Neighbors who witnessed the fight allege that the argument was over the hot-button issue of selling homes to Jews in the predominantly-Arab neighborhood.

October 10, 2014 07:28
1 minute read.
East Jerusalem's Silwan neighborhood

East Jerusalem's Silwan neighborhood. (photo credit: MARC ISRAEL SELLEM/THE JERUSALEM POST)

A 20-year-old man was stabbed to death in the Silwan neighborhood of Jerusalem, Israel Radio reported on Friday.

Israel Police reported that the man was killed following an argument that broke out between family members. It is not yet clear which family members were involved

Neighbors who witnessed the fight told police that the argument was over the hot-button issue of selling homes to Jews in the predominantly Arab neighborhood.

Most recently, on September 30, seven residences adjacent to the capital’s Old City were purchased by Elad, a right-wing organization that uses funds from Jewish supporters in the United States and elsewhere to buy properties in Arab districts.

According to police, during a brief confrontation, one officer was lightly wounded by a rock that a protester threw.

“In terms of the police perspective, the homes were legally sold to the Jewish families, who were escorted by officers to prevent incidents from local Arab residents,” a police spokesman said, adding that there had been no arrests.

Tuesday’s move was the largest Jewish purchase of homes in Silwan since the process began in the neighborhood in 1986, raising the number of Jewish-owned properties to 26, local officials said.
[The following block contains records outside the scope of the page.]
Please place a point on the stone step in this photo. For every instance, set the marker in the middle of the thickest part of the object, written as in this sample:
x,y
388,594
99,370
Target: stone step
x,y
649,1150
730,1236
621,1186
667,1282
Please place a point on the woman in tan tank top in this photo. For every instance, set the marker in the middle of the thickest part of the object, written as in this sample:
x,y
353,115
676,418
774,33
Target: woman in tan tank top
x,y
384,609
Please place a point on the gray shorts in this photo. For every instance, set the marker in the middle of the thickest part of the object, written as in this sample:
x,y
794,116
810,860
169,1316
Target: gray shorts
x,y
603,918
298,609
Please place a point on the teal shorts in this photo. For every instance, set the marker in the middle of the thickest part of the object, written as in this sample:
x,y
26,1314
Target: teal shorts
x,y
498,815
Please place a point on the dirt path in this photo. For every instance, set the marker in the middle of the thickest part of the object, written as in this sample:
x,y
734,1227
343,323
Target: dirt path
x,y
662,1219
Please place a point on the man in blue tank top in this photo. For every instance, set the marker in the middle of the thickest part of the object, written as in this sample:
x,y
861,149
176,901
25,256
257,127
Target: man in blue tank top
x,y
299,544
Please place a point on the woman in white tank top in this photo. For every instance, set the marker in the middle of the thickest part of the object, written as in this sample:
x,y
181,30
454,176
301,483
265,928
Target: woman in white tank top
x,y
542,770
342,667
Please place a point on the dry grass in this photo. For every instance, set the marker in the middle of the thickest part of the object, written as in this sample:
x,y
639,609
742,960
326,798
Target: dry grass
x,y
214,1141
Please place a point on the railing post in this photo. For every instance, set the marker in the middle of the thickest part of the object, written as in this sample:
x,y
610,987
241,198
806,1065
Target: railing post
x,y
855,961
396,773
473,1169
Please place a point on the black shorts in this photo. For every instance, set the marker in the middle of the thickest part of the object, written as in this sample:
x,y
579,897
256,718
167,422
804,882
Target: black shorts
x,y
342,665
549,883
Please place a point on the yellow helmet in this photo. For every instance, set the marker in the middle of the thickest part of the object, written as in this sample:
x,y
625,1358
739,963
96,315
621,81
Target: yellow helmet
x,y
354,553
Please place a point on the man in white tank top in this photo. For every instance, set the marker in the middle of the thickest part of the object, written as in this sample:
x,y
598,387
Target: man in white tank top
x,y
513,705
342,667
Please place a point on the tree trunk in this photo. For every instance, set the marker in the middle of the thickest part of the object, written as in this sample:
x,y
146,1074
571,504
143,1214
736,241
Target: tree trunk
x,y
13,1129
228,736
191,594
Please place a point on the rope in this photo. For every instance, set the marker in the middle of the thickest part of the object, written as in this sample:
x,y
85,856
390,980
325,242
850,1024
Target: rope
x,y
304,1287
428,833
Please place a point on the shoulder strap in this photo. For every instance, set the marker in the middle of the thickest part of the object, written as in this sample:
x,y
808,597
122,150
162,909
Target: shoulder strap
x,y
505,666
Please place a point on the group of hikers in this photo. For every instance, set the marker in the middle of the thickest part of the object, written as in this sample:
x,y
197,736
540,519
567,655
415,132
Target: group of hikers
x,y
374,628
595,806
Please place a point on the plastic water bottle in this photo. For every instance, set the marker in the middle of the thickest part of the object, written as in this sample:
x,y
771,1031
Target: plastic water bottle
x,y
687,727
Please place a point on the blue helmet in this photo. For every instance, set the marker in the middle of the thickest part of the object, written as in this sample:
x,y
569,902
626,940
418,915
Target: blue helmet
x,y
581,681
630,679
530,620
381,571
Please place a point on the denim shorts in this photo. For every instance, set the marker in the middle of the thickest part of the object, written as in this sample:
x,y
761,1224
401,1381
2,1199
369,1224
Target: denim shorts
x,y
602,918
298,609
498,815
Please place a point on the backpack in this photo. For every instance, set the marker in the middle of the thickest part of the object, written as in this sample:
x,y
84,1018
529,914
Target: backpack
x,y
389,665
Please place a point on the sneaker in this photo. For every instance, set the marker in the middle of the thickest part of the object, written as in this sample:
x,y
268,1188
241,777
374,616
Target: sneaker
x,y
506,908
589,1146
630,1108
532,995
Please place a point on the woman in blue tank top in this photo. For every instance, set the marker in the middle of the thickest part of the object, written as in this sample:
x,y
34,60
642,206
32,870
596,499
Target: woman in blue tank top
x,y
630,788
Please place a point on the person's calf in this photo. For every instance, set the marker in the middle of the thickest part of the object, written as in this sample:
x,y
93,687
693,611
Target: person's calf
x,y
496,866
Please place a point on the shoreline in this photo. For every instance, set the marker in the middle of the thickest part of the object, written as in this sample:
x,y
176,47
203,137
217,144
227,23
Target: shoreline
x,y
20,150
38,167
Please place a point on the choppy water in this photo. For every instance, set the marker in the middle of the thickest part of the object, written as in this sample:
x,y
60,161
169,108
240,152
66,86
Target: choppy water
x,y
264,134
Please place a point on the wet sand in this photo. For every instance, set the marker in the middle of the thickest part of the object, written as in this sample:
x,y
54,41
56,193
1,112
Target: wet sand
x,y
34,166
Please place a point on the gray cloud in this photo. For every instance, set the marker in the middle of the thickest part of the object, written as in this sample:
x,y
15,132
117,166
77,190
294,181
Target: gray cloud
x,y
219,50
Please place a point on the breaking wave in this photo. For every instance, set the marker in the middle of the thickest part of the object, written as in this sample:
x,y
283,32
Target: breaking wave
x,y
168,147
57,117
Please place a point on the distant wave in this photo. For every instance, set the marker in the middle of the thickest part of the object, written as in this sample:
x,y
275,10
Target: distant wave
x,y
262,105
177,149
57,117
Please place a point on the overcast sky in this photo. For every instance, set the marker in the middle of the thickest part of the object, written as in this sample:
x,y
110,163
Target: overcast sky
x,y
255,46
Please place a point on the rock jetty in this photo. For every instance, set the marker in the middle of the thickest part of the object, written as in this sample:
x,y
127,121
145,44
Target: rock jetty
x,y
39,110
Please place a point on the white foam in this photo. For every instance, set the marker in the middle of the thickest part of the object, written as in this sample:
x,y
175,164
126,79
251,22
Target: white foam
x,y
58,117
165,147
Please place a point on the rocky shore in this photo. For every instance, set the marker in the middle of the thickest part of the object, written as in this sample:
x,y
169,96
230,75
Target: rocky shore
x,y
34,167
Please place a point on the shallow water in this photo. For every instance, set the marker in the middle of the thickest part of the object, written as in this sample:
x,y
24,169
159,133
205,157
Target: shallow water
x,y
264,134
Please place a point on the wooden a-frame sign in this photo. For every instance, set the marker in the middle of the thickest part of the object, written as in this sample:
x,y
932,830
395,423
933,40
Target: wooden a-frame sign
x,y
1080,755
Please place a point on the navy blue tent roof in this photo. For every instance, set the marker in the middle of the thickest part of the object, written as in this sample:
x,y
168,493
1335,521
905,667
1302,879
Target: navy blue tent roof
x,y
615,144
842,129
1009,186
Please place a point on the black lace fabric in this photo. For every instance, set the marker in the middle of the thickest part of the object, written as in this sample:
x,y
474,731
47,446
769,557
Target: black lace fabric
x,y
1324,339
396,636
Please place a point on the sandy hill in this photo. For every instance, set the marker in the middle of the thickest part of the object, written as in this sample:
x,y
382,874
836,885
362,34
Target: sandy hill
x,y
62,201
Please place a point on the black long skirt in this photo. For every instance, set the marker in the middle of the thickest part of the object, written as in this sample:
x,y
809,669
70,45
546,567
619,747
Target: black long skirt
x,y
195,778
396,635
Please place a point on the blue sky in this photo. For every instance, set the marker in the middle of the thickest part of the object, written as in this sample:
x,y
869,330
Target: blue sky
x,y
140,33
Around 90 Jewish families, totaling 500 people, live in Silwan among an estimated 50,000 Arabs.

Fadi Maragha, a local Fatah representative, said he felt that the broker who sold homes to Jews should die.

In the past, Palestinians found to have sold their homes to Jewish organizations have been killed.

"There is absolutely no connection between the parties involved in the killing in Silwan overnight Thursday and any real estate transactions between Jews and Arabs in the vicinity," said Ze'ev Orenstein, the director of international affairs for the Elad Foundation.

"The events took place in the context of a local clan dispute. This is nothing more than an effort to inflame tensions between local Arabs and Jews."

Daniel K. Eisenbud contributed to this report.